14/08/2016 - 17:43 |

 

REDAÇÃO

Com o inverno e as temperaturas mais baixas, é comum o aumento de casos de gripe na capital e no interior. O problema é que tem sido complicado encontrar a vacina nos postos de saúde do município para quem busca se proteger.

Em pelo menos dois postos de grande movimento, o Ramiro de Azevedo, no Campo da Pólvora, e o 5º Centro, nos Barris, a informação era, na sexta (12), de que não existiam doses da vacina. No estoque havia apenas doses para crianças que já haviam tomado a primeira vacina e, obrigatoriamente, teriam de tomar a segunda. A estimativa é de que novas doses só estejam disponíveis no próximo ano. A maioria das mães que levava seus filhos para vacinar, no entanto, estavam nos respectivos locais para imunizá-los contra outras doenças.

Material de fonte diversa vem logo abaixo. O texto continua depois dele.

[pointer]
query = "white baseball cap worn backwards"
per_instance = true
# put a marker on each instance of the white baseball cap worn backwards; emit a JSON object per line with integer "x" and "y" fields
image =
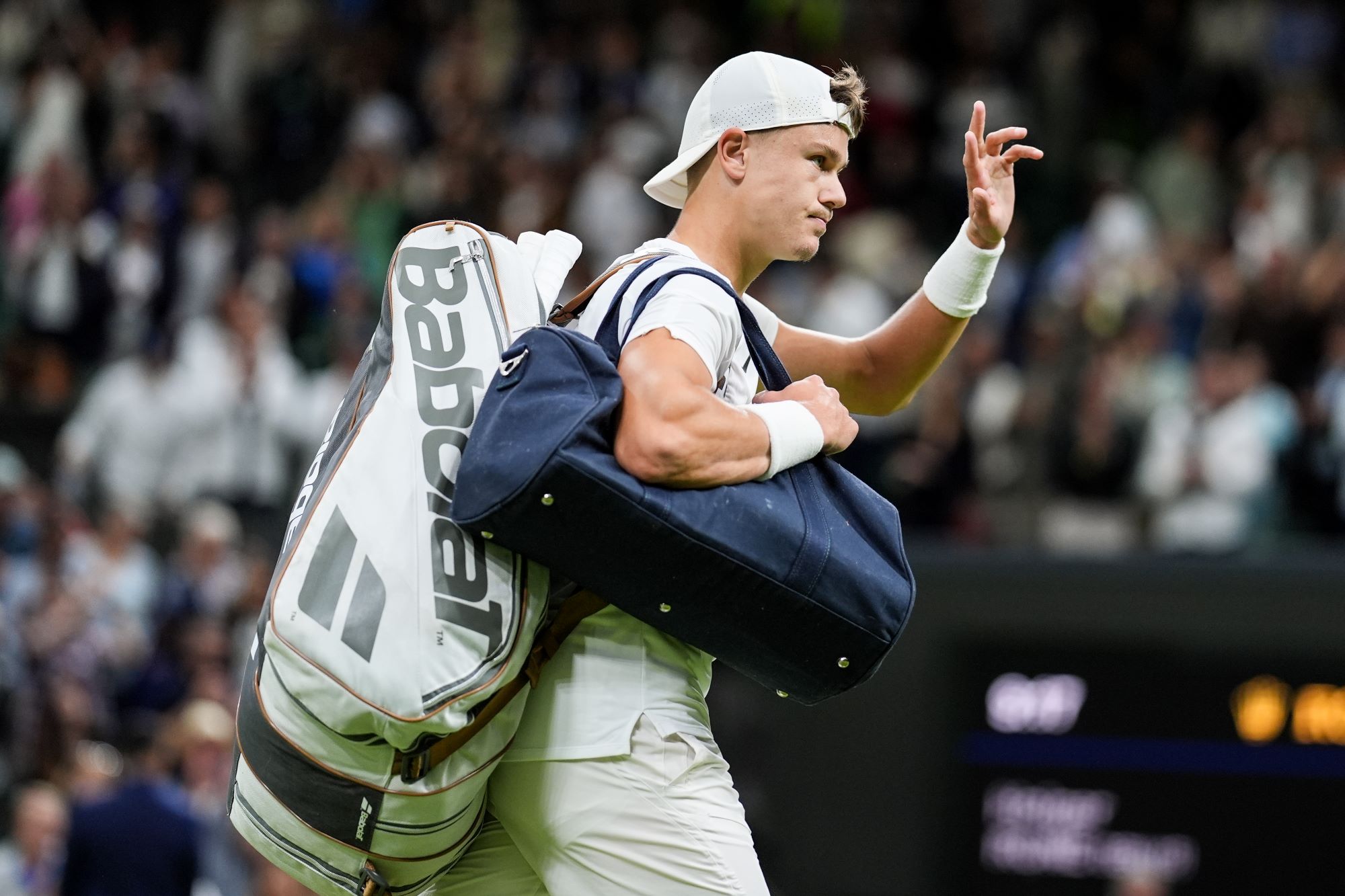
{"x": 755, "y": 92}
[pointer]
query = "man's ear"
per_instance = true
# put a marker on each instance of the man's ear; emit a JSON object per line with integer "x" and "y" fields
{"x": 732, "y": 154}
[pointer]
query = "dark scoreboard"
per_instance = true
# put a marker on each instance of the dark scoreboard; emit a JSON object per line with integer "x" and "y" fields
{"x": 1137, "y": 772}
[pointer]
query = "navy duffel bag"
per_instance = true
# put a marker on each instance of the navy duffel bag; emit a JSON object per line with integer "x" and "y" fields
{"x": 801, "y": 581}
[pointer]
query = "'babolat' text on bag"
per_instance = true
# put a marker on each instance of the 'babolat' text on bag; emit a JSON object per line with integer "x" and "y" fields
{"x": 380, "y": 690}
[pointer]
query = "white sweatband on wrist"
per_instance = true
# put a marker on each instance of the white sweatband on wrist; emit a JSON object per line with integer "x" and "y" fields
{"x": 796, "y": 434}
{"x": 957, "y": 284}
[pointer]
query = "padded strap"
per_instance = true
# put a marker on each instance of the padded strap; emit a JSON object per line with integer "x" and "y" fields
{"x": 562, "y": 315}
{"x": 578, "y": 607}
{"x": 774, "y": 374}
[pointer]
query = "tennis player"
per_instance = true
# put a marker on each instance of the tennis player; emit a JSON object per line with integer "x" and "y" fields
{"x": 615, "y": 783}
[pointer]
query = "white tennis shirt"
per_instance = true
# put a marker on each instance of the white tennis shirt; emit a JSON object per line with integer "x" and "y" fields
{"x": 614, "y": 667}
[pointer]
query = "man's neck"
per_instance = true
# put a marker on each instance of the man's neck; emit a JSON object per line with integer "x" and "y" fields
{"x": 715, "y": 241}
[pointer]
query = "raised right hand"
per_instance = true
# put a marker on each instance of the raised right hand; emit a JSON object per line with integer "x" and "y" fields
{"x": 824, "y": 403}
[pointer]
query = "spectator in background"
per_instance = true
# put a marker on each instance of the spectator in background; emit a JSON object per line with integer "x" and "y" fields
{"x": 118, "y": 572}
{"x": 32, "y": 857}
{"x": 57, "y": 276}
{"x": 107, "y": 852}
{"x": 206, "y": 572}
{"x": 1207, "y": 466}
{"x": 206, "y": 252}
{"x": 205, "y": 732}
{"x": 126, "y": 442}
{"x": 248, "y": 388}
{"x": 1091, "y": 459}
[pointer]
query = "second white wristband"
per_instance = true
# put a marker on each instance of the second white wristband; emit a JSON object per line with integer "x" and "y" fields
{"x": 796, "y": 434}
{"x": 957, "y": 284}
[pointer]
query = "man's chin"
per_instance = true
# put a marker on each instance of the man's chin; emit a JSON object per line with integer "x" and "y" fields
{"x": 808, "y": 249}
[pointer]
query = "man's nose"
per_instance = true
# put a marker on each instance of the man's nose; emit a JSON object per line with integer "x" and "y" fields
{"x": 833, "y": 196}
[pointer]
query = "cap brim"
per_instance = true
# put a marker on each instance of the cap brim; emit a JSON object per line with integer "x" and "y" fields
{"x": 669, "y": 185}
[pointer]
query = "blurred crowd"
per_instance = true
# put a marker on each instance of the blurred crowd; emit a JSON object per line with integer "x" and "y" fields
{"x": 201, "y": 202}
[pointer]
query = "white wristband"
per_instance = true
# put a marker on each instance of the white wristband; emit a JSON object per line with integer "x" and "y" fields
{"x": 957, "y": 284}
{"x": 796, "y": 434}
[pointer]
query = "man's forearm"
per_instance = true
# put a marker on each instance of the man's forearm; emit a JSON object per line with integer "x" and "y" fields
{"x": 882, "y": 372}
{"x": 900, "y": 356}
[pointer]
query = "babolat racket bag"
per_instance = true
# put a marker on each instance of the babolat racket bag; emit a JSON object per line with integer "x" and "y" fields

De acordo com a Secretaria de Saúde do Estado (Sesab), foram registrados, este ano, 110 casos da gripe H1N1 em toda a Bahia, sendo 31 em Salvador, 12 em Vitória da Conquista e nove na cidade de Guanambi. Ao todo, foram 26 óbitos no estado, cinco na capital. Diante da situação, a população tem recorrido a clínicas particulares para ter acesso a vacina e ficar protegido. Para tanto, é necessário desembolsar entre R$ 130 e R$ 150.

A assessoria de comunicação da Secretaria Municipal de Saúde (SMS) informou que novas vacinas, de fato, só estarão disponíveis nos postos de saúde apenas nos meses de abril e maio do ano que vem, época em que normalmente acontecem as campanhas de vacinação. Na desse ano, segundo o órgão, foram aplicadas mais de 30 mil doses e mais de 90% do público alvo (crianças menores de seis anos, idosos, gestantes, entre outros) foi atingido, batendo a meta estipulada do Ministério da Saúde, que era de 80%.

Em todo o estado, de acordo com a Secretaria estadual de Saúde (SESAB), foram vacinadas 2,6 milhões das 3 milhões estimadas como publico alvo da campanha, o que corresponde a 91%.